Re: [patch] mm, compaction: drain pcps for zone when kcompactd fails

From: Vlastimil Babka
Date: Thu Mar 01 2018 - 07:23:44 EST


On 03/01/2018 12:42 PM, David Rientjes wrote:
> It's possible for buddy pages to become stranded on pcps that, if drained,
> could be merged with other buddy pages on the zone's free area to form
> large order pages, including up to MAX_ORDER.
>
> Consider a verbose example using the tools/vm/page-types tool at the
> beginning of a ZONE_NORMAL, where 'B' indicates a buddy page and 'S'
> indicates a slab page, which the migration scanner is attempting to
> defragment (and doing it well, absent coalescing up to cc.order):

How can the migration scanner defragment a slab page?

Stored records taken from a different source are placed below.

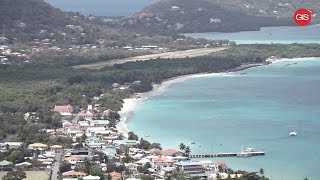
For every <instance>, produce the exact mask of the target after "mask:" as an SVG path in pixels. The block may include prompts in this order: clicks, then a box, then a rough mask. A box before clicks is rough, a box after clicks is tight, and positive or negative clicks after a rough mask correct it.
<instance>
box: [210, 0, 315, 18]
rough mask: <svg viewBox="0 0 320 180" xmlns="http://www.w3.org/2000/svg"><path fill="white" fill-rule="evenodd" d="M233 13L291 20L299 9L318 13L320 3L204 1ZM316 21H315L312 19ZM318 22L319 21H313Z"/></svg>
mask: <svg viewBox="0 0 320 180" xmlns="http://www.w3.org/2000/svg"><path fill="white" fill-rule="evenodd" d="M206 1H208V2H210V3H213V4H219V5H220V6H222V7H224V8H227V9H229V10H233V11H241V12H245V13H246V14H249V15H255V16H263V17H287V18H290V19H292V15H293V13H294V12H295V11H296V10H297V9H300V8H306V9H314V10H315V12H314V13H315V14H319V13H320V9H319V8H318V7H319V6H320V1H315V0H206ZM314 20H316V19H314ZM315 22H319V20H317V21H315Z"/></svg>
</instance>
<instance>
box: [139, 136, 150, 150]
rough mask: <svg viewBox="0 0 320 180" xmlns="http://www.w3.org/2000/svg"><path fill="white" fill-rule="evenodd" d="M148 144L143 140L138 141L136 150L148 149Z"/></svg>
mask: <svg viewBox="0 0 320 180" xmlns="http://www.w3.org/2000/svg"><path fill="white" fill-rule="evenodd" d="M150 145H151V144H150V142H149V141H147V140H144V139H143V138H141V139H140V143H139V145H138V148H140V149H149V147H150Z"/></svg>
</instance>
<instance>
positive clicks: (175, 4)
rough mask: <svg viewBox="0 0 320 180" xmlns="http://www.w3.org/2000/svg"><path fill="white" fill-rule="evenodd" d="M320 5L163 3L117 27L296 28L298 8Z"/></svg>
mask: <svg viewBox="0 0 320 180" xmlns="http://www.w3.org/2000/svg"><path fill="white" fill-rule="evenodd" d="M319 5H320V3H319V2H318V1H290V3H289V1H286V0H275V1H270V0H267V1H265V0H160V1H158V2H157V3H155V4H153V5H150V6H148V7H146V8H144V9H143V10H142V11H140V12H138V13H136V14H134V15H133V16H131V17H127V18H124V19H122V20H120V21H118V22H117V23H116V24H117V25H118V26H122V27H124V28H128V29H132V30H135V31H137V32H141V33H149V34H174V33H194V32H213V31H218V32H235V31H245V30H259V28H260V27H264V26H279V25H294V23H293V20H292V15H293V14H294V12H295V10H296V9H298V8H302V7H304V8H316V7H319ZM315 13H317V11H316V12H315ZM314 19H316V18H314ZM315 22H316V21H315Z"/></svg>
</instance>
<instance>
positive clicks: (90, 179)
mask: <svg viewBox="0 0 320 180" xmlns="http://www.w3.org/2000/svg"><path fill="white" fill-rule="evenodd" d="M82 179H83V180H100V177H99V176H91V175H89V176H85V177H83V178H82Z"/></svg>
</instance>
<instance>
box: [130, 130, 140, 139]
mask: <svg viewBox="0 0 320 180" xmlns="http://www.w3.org/2000/svg"><path fill="white" fill-rule="evenodd" d="M128 139H129V140H136V141H138V140H139V137H138V136H137V135H136V134H134V133H133V132H129V133H128Z"/></svg>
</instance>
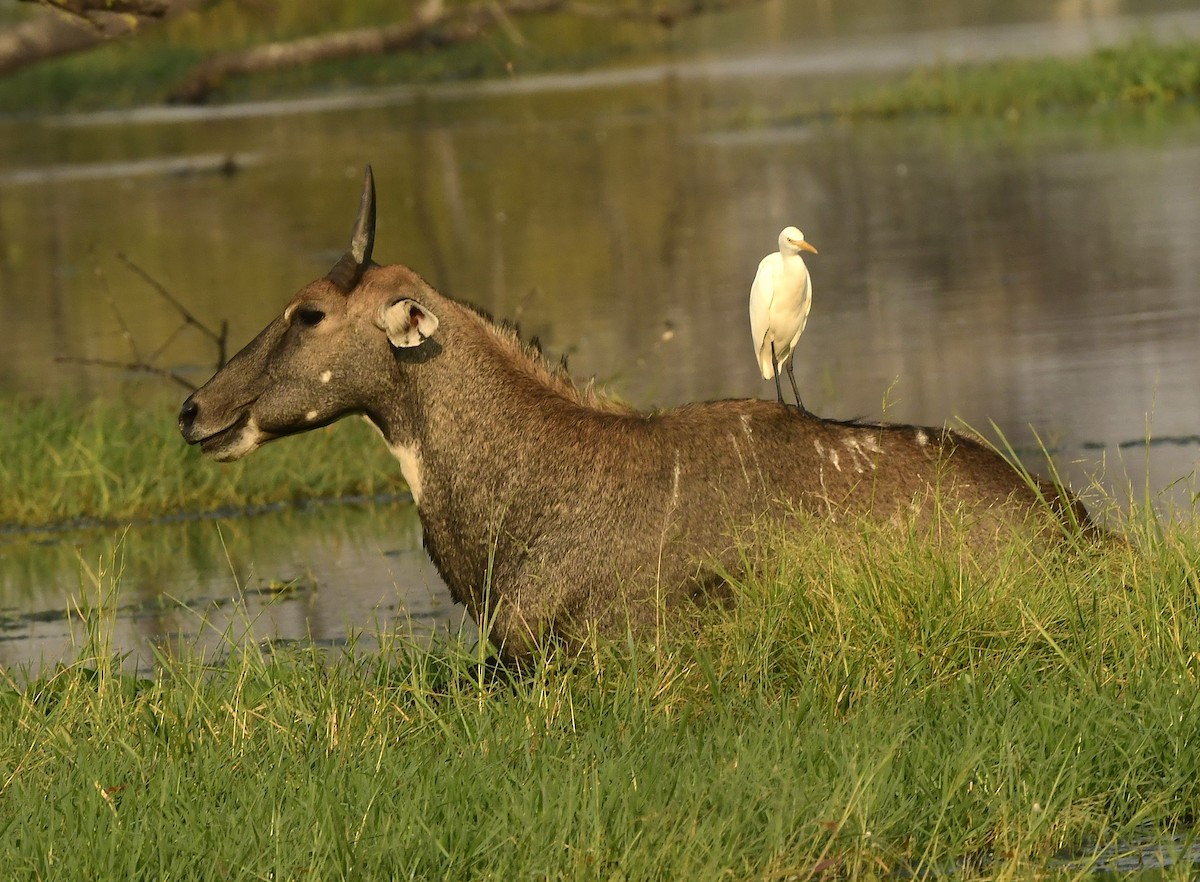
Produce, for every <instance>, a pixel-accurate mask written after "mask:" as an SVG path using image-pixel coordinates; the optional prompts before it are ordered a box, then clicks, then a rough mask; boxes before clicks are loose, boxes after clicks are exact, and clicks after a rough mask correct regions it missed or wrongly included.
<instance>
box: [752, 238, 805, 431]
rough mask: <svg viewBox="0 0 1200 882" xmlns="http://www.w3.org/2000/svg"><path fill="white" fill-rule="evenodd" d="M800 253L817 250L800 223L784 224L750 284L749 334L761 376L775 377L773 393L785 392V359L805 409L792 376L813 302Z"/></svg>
mask: <svg viewBox="0 0 1200 882" xmlns="http://www.w3.org/2000/svg"><path fill="white" fill-rule="evenodd" d="M802 251H809V252H811V253H814V254H816V253H817V250H816V248H814V247H812V246H811V245H809V242H806V241H805V240H804V234H803V233H800V230H798V229H797V228H796V227H785V228H784V230H782V232H781V233H780V234H779V251H778V252H775V253H774V254H767V257H764V258H763V259H762V260H761V262H760V263H758V272H757V274H756V275H755V277H754V284H752V286H750V335H751V336H752V337H754V348H755V355H757V358H758V370H760V371H762V378H763V379H770V378H772V377H774V378H775V394H776V395H778V396H779V401H780V403H782V401H784V392H782V390H781V389H780V385H779V371H780V368H781V367H782V366H784V362H785V361H786V362H787V378H788V379H790V380H791V382H792V391H793V392H794V394H796V403H797V404H798V406H799V407H800V408H802V409H803V408H804V404H803V403H802V402H800V394H799V391H797V389H796V377H794V376H793V374H792V350H793V349H796V343H797V341H799V338H800V334H803V332H804V324H805V323H806V322H808V320H809V307H811V306H812V280H811V278H809V268H808V266H805V265H804V258H802V257H800V252H802Z"/></svg>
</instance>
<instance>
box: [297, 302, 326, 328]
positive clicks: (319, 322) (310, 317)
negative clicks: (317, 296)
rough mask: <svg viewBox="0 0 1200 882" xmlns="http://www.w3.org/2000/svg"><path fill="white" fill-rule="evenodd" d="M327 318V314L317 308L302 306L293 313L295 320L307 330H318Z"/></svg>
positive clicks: (306, 306)
mask: <svg viewBox="0 0 1200 882" xmlns="http://www.w3.org/2000/svg"><path fill="white" fill-rule="evenodd" d="M324 318H325V313H324V312H322V311H320V310H318V308H317V307H316V306H301V307H299V308H298V310H296V311H295V312H294V313H293V319H294V320H296V322H299V323H300V324H302V325H304V326H305V328H316V326H317V325H319V324H320V323H322V320H323V319H324Z"/></svg>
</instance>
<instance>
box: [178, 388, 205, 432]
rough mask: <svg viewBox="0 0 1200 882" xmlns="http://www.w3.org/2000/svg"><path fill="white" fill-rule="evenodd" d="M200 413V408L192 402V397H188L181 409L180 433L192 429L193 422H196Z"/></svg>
mask: <svg viewBox="0 0 1200 882" xmlns="http://www.w3.org/2000/svg"><path fill="white" fill-rule="evenodd" d="M199 412H200V408H199V407H198V406H197V403H196V402H194V401H192V396H187V401H185V402H184V407H181V408H180V409H179V431H180V432H187V431H188V430H190V428H191V427H192V422H194V421H196V414H198V413H199Z"/></svg>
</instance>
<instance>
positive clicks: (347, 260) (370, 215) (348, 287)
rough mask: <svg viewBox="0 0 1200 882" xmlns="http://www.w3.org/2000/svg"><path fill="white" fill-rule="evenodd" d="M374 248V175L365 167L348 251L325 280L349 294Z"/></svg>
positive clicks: (360, 273)
mask: <svg viewBox="0 0 1200 882" xmlns="http://www.w3.org/2000/svg"><path fill="white" fill-rule="evenodd" d="M373 247H374V175H373V174H372V173H371V166H367V172H366V175H365V176H364V179H362V198H361V200H360V202H359V216H358V217H356V218H354V232H353V233H352V234H350V250H349V251H347V252H346V253H344V254H342V258H341V259H340V260H338V262H337V263H336V264H335V265H334V269H331V270H330V271H329V275H328V276H326V278H329V281H330V282H332V283H334V284H336V286H337V287H338V288H340V289H341V290H343V292H344V293H347V294H349V293H350V292H352V290H354V286H356V284H358V283H359V280H360V278H362V272H364V270H366V268H367V266H370V265H371V250H372V248H373Z"/></svg>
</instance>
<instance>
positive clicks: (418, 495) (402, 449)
mask: <svg viewBox="0 0 1200 882" xmlns="http://www.w3.org/2000/svg"><path fill="white" fill-rule="evenodd" d="M388 450H390V451H391V455H392V456H395V457H396V461H397V462H400V473H401V474H402V475H404V482H406V484H407V485H408V490H409V491H410V492H412V493H413V503H415V504H416V506H418V508H420V505H421V449H420V448H419V446H418V445H416V444H389V445H388Z"/></svg>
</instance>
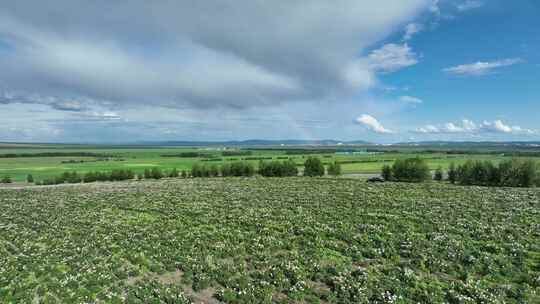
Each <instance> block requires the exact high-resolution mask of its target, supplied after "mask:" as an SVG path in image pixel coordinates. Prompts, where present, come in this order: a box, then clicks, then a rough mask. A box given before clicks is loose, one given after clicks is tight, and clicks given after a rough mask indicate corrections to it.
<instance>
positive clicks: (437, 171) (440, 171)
mask: <svg viewBox="0 0 540 304" xmlns="http://www.w3.org/2000/svg"><path fill="white" fill-rule="evenodd" d="M433 180H436V181H438V182H440V181H442V180H443V172H442V168H441V167H438V168H437V170H435V175H433Z"/></svg>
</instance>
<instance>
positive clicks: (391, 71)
mask: <svg viewBox="0 0 540 304" xmlns="http://www.w3.org/2000/svg"><path fill="white" fill-rule="evenodd" d="M368 62H369V66H370V68H371V69H372V70H374V71H377V72H382V73H391V72H395V71H398V70H401V69H403V68H406V67H409V66H412V65H415V64H417V63H418V59H417V58H416V53H414V52H413V51H412V49H411V48H410V47H409V46H408V45H407V44H403V45H400V44H394V43H389V44H385V45H384V46H382V47H381V48H380V49H377V50H374V51H372V52H371V54H369V56H368Z"/></svg>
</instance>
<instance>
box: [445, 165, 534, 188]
mask: <svg viewBox="0 0 540 304" xmlns="http://www.w3.org/2000/svg"><path fill="white" fill-rule="evenodd" d="M538 170H539V167H538V164H537V163H536V162H535V161H533V160H517V159H514V160H506V161H503V162H500V163H499V164H498V165H496V164H494V163H493V162H491V161H471V160H469V161H467V162H466V163H465V164H463V165H460V166H457V167H456V166H455V165H454V164H451V165H450V168H449V170H448V180H449V181H450V182H451V183H459V184H461V185H477V186H492V187H494V186H497V187H533V186H540V174H539V172H538Z"/></svg>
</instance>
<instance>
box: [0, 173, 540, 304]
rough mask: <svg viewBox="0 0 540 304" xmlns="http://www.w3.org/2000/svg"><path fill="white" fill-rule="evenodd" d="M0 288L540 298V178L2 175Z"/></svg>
mask: <svg viewBox="0 0 540 304" xmlns="http://www.w3.org/2000/svg"><path fill="white" fill-rule="evenodd" d="M0 210H1V212H0V302H1V303H189V302H196V303H201V302H202V303H220V302H225V303H540V190H539V189H507V188H482V187H461V186H452V185H447V184H434V183H427V184H404V183H402V184H397V183H384V184H368V183H364V182H362V181H360V180H355V179H344V178H340V179H331V178H320V179H311V178H284V179H273V178H215V179H176V180H162V181H155V182H154V181H142V182H135V181H133V182H125V183H101V184H100V183H98V184H86V185H76V186H72V185H63V186H56V187H31V188H20V189H0Z"/></svg>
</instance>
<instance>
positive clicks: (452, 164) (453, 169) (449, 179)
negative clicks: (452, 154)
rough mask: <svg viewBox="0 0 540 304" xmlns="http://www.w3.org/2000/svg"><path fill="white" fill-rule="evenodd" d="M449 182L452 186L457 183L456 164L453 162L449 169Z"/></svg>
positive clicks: (452, 162) (448, 178) (448, 175)
mask: <svg viewBox="0 0 540 304" xmlns="http://www.w3.org/2000/svg"><path fill="white" fill-rule="evenodd" d="M448 181H449V182H451V183H452V184H455V183H456V181H457V171H456V164H454V163H453V162H452V163H450V167H449V168H448Z"/></svg>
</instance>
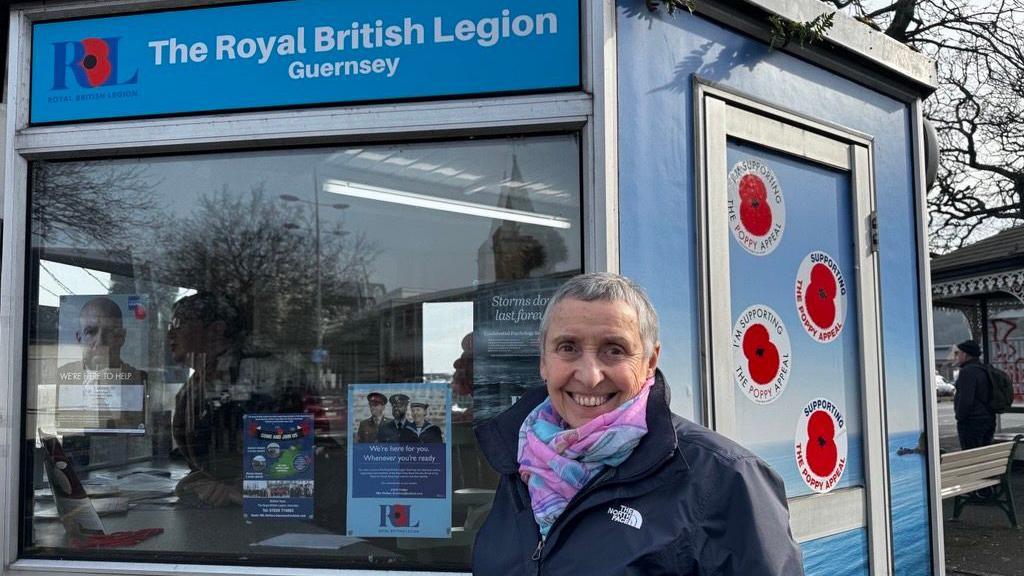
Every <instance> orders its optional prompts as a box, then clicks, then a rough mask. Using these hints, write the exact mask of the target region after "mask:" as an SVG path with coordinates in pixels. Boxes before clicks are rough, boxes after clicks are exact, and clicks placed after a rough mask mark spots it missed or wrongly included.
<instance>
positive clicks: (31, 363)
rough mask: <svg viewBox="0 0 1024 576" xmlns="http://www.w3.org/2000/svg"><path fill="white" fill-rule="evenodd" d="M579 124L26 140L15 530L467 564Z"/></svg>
mask: <svg viewBox="0 0 1024 576" xmlns="http://www.w3.org/2000/svg"><path fill="white" fill-rule="evenodd" d="M580 181H581V175H580V147H579V137H578V135H575V134H562V135H544V136H530V137H515V138H493V139H472V140H460V141H443V142H427V143H421V142H418V143H407V145H387V146H366V147H351V148H331V149H328V148H316V149H307V150H283V151H269V152H266V151H261V152H232V153H226V154H219V153H218V154H204V155H187V156H168V157H159V158H140V159H117V160H89V161H60V162H35V163H33V164H32V169H31V198H32V203H31V216H30V217H31V232H32V236H31V247H30V255H29V281H28V286H29V290H28V291H29V298H28V300H29V301H28V312H29V315H28V318H29V321H28V322H29V330H28V333H29V341H28V344H29V345H28V346H27V355H28V368H27V381H26V399H27V404H26V406H27V414H26V426H25V438H24V440H25V447H26V450H25V451H24V452H25V465H26V469H27V470H29V474H26V475H25V482H26V485H25V487H24V503H25V505H24V506H23V510H24V518H23V523H22V530H23V538H22V543H23V553H24V554H25V556H28V557H34V558H61V559H82V560H104V561H106V560H131V561H143V562H147V561H152V562H174V563H182V562H185V563H212V564H253V565H286V564H287V565H289V566H311V567H318V566H325V567H340V568H343V567H366V568H372V567H382V568H385V567H386V568H389V569H401V568H409V569H422V570H466V569H468V568H469V559H470V557H471V546H472V542H473V538H474V536H475V533H476V530H477V529H478V528H479V526H480V524H481V523H482V521H483V519H484V518H485V516H486V512H487V508H488V506H489V502H490V496H492V494H493V491H494V488H495V487H496V486H497V478H496V477H495V475H494V472H493V471H492V470H490V468H489V467H488V466H487V464H486V463H485V462H484V460H483V458H482V455H481V454H480V452H479V449H478V447H477V445H476V440H475V438H474V436H473V431H472V426H473V424H474V422H477V421H479V420H480V419H483V418H487V417H490V416H492V415H494V414H496V413H498V412H500V411H501V410H503V409H505V408H507V407H508V406H510V405H511V403H512V402H514V401H515V400H516V399H517V398H518V397H519V396H520V395H521V394H522V390H523V389H524V388H526V387H529V386H534V385H540V383H541V381H540V376H539V374H538V367H537V363H538V351H537V336H538V328H539V324H540V315H541V313H542V312H543V308H544V305H545V304H546V302H547V298H548V297H549V296H550V294H551V293H552V292H553V290H554V289H555V287H557V285H558V284H559V283H560V282H561V281H562V280H564V279H565V278H566V277H569V276H571V275H573V274H577V273H579V272H580V271H581V270H582V265H583V263H582V262H583V257H582V230H581V213H582V209H581V190H580V187H581V184H580Z"/></svg>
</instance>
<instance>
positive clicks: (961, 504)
mask: <svg viewBox="0 0 1024 576" xmlns="http://www.w3.org/2000/svg"><path fill="white" fill-rule="evenodd" d="M1022 438H1024V436H1022V435H1017V436H1016V437H1014V439H1013V440H1012V441H1010V442H1001V443H999V444H992V445H990V446H983V447H981V448H972V449H971V450H962V451H959V452H949V453H946V454H943V455H942V456H940V460H939V474H940V477H941V479H942V498H943V499H945V498H953V518H954V519H958V518H959V515H961V512H962V511H964V506H966V505H967V504H980V505H986V506H996V507H998V508H999V509H1001V510H1002V511H1004V512H1006V515H1007V518H1008V519H1010V524H1012V525H1013V527H1014V528H1017V510H1015V509H1014V493H1013V490H1012V489H1011V485H1010V470H1011V468H1012V466H1013V462H1014V451H1015V450H1016V448H1017V444H1019V443H1020V442H1021V439H1022Z"/></svg>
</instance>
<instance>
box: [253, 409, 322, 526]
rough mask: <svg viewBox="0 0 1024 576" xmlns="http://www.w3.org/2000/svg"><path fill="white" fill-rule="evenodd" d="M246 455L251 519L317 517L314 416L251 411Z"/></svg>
mask: <svg viewBox="0 0 1024 576" xmlns="http://www.w3.org/2000/svg"><path fill="white" fill-rule="evenodd" d="M245 426H246V428H245V429H246V440H245V453H244V455H243V456H242V457H243V469H244V470H245V477H244V478H243V481H242V482H243V484H242V496H243V511H244V512H245V515H246V518H251V519H260V518H262V519H268V518H300V519H312V518H313V489H314V485H313V478H314V477H313V417H312V415H310V414H247V415H246V417H245Z"/></svg>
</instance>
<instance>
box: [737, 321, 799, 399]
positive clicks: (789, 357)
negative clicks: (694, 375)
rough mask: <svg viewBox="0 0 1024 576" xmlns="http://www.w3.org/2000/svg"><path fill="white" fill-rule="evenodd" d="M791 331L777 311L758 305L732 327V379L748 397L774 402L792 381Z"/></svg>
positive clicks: (744, 393) (783, 391) (737, 321)
mask: <svg viewBox="0 0 1024 576" xmlns="http://www.w3.org/2000/svg"><path fill="white" fill-rule="evenodd" d="M791 362H792V359H791V349H790V334H788V332H787V331H786V329H785V325H784V324H782V320H781V319H780V318H779V316H778V315H777V314H775V311H773V310H772V308H770V307H768V306H766V305H761V304H755V305H753V306H750V307H749V308H746V310H744V311H743V312H742V314H740V315H739V318H737V319H736V323H735V324H734V325H733V327H732V364H733V370H732V374H733V380H735V382H736V385H737V386H739V388H740V389H741V390H743V394H744V395H746V398H749V399H751V400H752V401H754V402H756V403H758V404H771V403H772V402H775V401H776V400H778V397H779V396H781V395H782V393H783V392H784V390H785V384H786V382H788V381H790V372H791V371H792V367H791Z"/></svg>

> 109954 1 _______S________________________________________________________
> 109955 2 __________B_____________________________________________________
> 109957 1 ________________________________________________________________
> 109958 1 __________B_____________________________________________________
> 109959 7 ________________________________________________________________
> 109960 1 __________B_____________________________________________________
> 109961 9 ________________________________________________________________
> 10996a 1 __________B_____________________________________________________
> 10996b 3 ________________________________________________________________
> 10996e 1 __________B_____________________________________________________
> 10996f 1 ________________________________________________________________
> 109970 1 __________B_____________________________________________________
> 109971 f ________________________________________________________________
> ...
> 109f88 1 __________B_____________________________________________________
> 109f89 3 ________________________________________________________________
> 109f8c 1 __________B_____________________________________________________
> 109f8d 2 ________________________________________________________________
> 109f8f 2 __________B_____________________________________________________
> 109f91 f ________________________________________________________________
> 109fa0 1 __________B_____________________________________________________
> 109fa1 7 ________________________________________________________________
> 109fa8 1 __________B_____________________________________________________
> 109fa9 1 ________________________________________________________________
> 109faa 1 __________B_____________________________________________________
> 109fab 1 _______S________________________________________________________
>
> These buddy pages, spanning 1,621 pages, could be coalesced and allow for
> three transparent hugepages to be dynamically allocated. Totaling all
> hugepage length spans that could be coalesced, this could yield over 400
> hugepages on the zone's free area when at the time this /proc/kpageflags

I don't understand the numbers here. With order-9 hugepages it's 512
pages per hugepage. If the buddy pages span 1621 pages, how can they
yield 400 hugepages?

> was collected, there was _no_ order-9 or order-10 pages available for
> allocation even after triggering compaction through procfs.
>
> When kcompactd fails to defragment memory such that a cc.order page can
> be allocated, drain all pcps for the zone back to the buddy allocator so
> this stranding cannot occur. Compaction for that order will subsequently
> be deferred, which acts as a ratelimit on this drain.

I don't mind the change given the ratelimit, but what difference was
observed in practice?

BTW I wonder if we could be smarter and quicker about the drains. Let a
pcp struct page be easily recognized as such, and store the cpu number
in there. Migration scanner could then maintain a cpumask, and recognize
if the only missing pages for coalescing a cc->order block are on the
pcplists, and then do a targeted drain.
But that only makes sense to implement if it can make a noticeable
difference to offset the additional overhead, of course.

> Signed-off-by: David Rientjes <rientjes@xxxxxxxxxx>
> ---
> mm/compaction.c | 8 ++++++++
> 1 file changed, 8 insertions(+)
>
> diff --git a/mm/compaction.c b/mm/compaction.c
> --- a/mm/compaction.c
> +++ b/mm/compaction.c
> @@ -1987,6 +1987,14 @@ static void kcompactd_do_work(pg_data_t *pgdat)
> if (status == COMPACT_SUCCESS) {
> compaction_defer_reset(zone, cc.order, false);
> } else if (status == COMPACT_PARTIAL_SKIPPED || status == COMPACT_COMPLETE) {
> + /*
> + * Buddy pages may become stranded on pcps that could
> + * otherwise coalesce on the zone's free area for
> + * order >= cc.order. This is ratelimited by the
> + * upcoming deferral.
> + */
> + drain_all_pages(zone);
> +
> /*
> * We use sync migration mode here, so we defer like
> * sync direct compaction does.
>